Des files d'attente interminables

Depuis plusieurs jours, les automobilistes moscovites doivent patienter de longues heures devant les stations-service. Certaines d'entre elles ont épuisé leurs réserves d'essence et de gazole, contraignant les conducteurs à parcourir plusieurs kilomètres pour trouver du carburant. Des scènes similaires se reproduisent à Saint-Pétersbourg, à Rostov-sur-le-Don et dans d'autres grandes agglomérations.

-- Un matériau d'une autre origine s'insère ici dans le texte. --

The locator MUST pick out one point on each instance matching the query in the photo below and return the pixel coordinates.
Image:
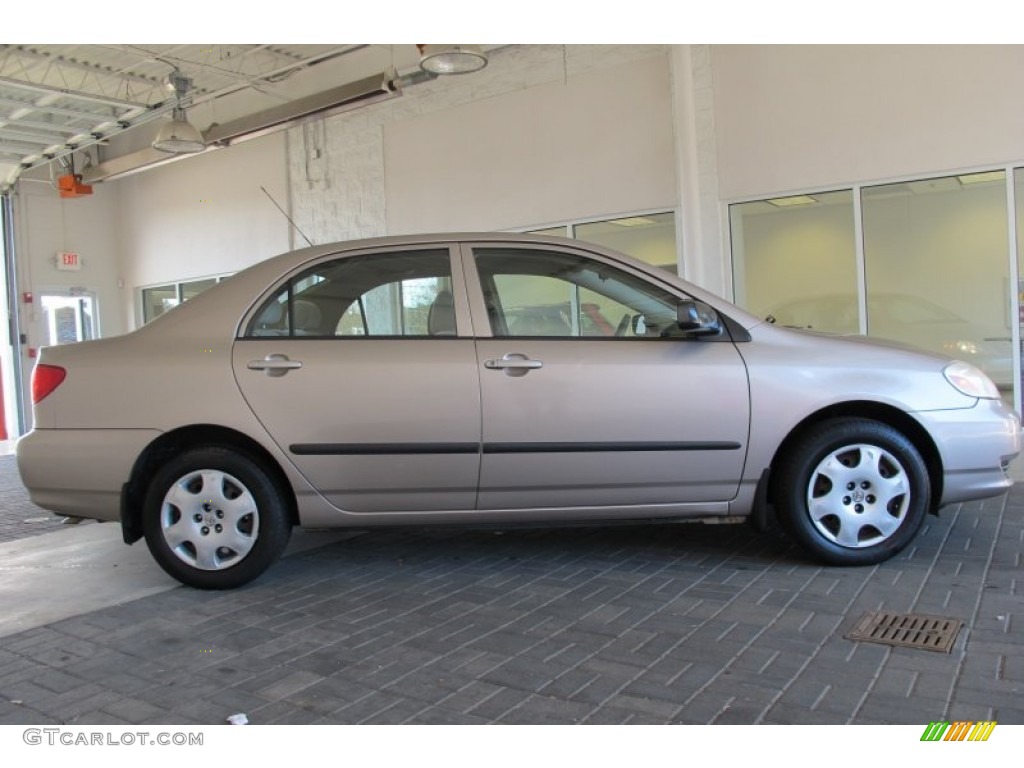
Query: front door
(592, 396)
(356, 370)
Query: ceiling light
(179, 136)
(633, 221)
(452, 59)
(793, 200)
(978, 178)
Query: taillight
(45, 379)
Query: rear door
(363, 370)
(591, 395)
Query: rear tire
(214, 518)
(853, 492)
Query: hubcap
(209, 519)
(858, 496)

Sur les réseaux sociaux, les témoignages abondent. « J'ai passé plus de deux heures dans une file d'attente ce matin, et quand je suis arrivé à la pompe, il ne restait plus que du diesel », raconte un habitant d'un quartier ouest de Moscou. Un autre explique avoir dû faire le tour de six stations avant de trouver de l'essence.

Des causes multiples

Cette pénurie trouve son origine dans plusieurs facteurs. D'une part, les frappes ukrainiennes contre les raffineries et les dépôts pétroliers russes ont réduit la capacité de production et de stockage. D'autre part, les autorités russes ont dû faire face à des problèmes logistiques, notamment pour acheminer le carburant des régions productrices vers les zones de consommation.

Selon les autorités russes, la situation est « temporaire » et « maîtrisée ». Le gouvernement a annoncé la mise en place d'un plan d'urgence pour approvisionner les stations-service en priorité. Toutefois, les experts estiment que les difficultés pourraient persister tant que les attaques ukrainiennes se poursuivront.

Des mesures d'urgence

Face à la crise, les autorités locales ont pris plusieurs mesures. À Moscou, la vente de carburant est limitée à 40 litres par véhicule dans certaines stations. Dans d'autres régions, les automobilistes sont invités à ne pas faire le plein inutilement.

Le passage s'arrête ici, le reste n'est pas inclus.